Key moments
- DXY recovers to approximately 103.55, rebounding from a four-month low.
- Technical analysis indicates an oversold RSI, suggesting potential consolidation.
- Key support identified in the 103.00-103.10 range, with resistance at 104.40.
DXY Technicals: 103.55 Rebound, Support at 103.00, Resistance at 104.40
The US Dollar Index (DXY), which measures the dollar’s value against a basket of six major currencies, has experienced a recovery, climbing to near 103.55 in early European trading. This rebound follows a dip to around 103.20, a four-month low. However, despite this upward movement, concerns regarding a potential US economic slowdown and the broader impact of tariffs on global economic growth are tempering expectations for sustained gains.
Technical analysis of the DXY daily chart reveals a persistent bearish sentiment, with the index remaining below the 100-day Exponential Moving Average (EMA). The 14-day Relative Strength Index (RSI) reinforces this downward momentum, positioning itself below the midline. Nevertheless, the RSI’s oversold condition suggests the possibility of a period of consolidation before any further depreciation of the DXY. This indicates a potential for short term sideways price action.

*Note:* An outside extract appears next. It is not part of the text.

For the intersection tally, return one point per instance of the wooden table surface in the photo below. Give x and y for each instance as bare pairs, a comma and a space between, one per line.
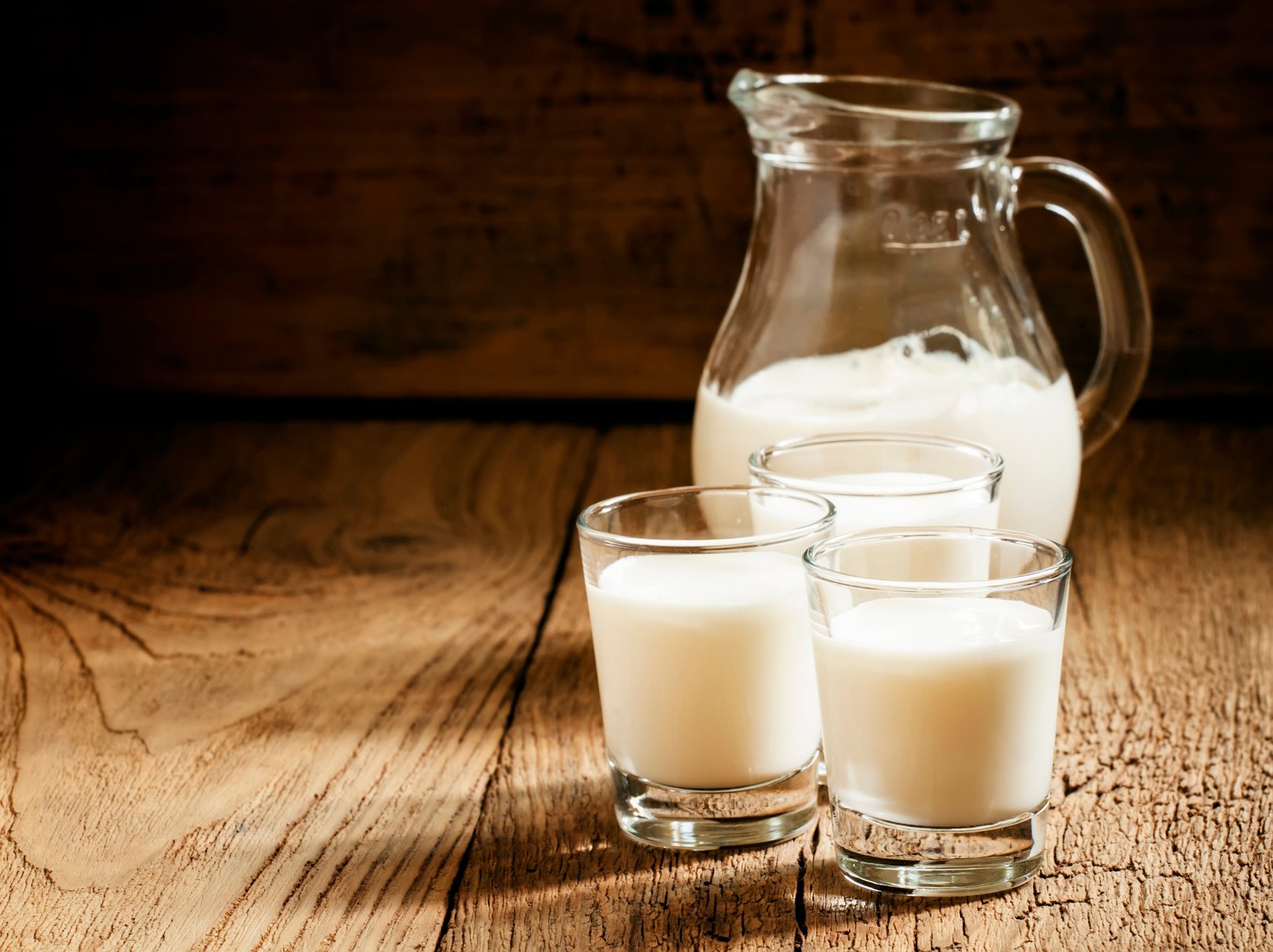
329, 685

The 103.00-103.10 zone has emerged as a crucial support level, coinciding with the lower boundary of the Bollinger Band and a significant psychological threshold. A breach of this support could lead to further declines, with subsequent support identified at 102.27 and 100.53. Conversely, resistance is noted at 104.40, and a break above this level could pave the way for a move towards 106.35 and potentially 107.38. The market is weighing the technical signals against the underlying economic concerns, creating a complex picture for the DXY’s near-term trajectory.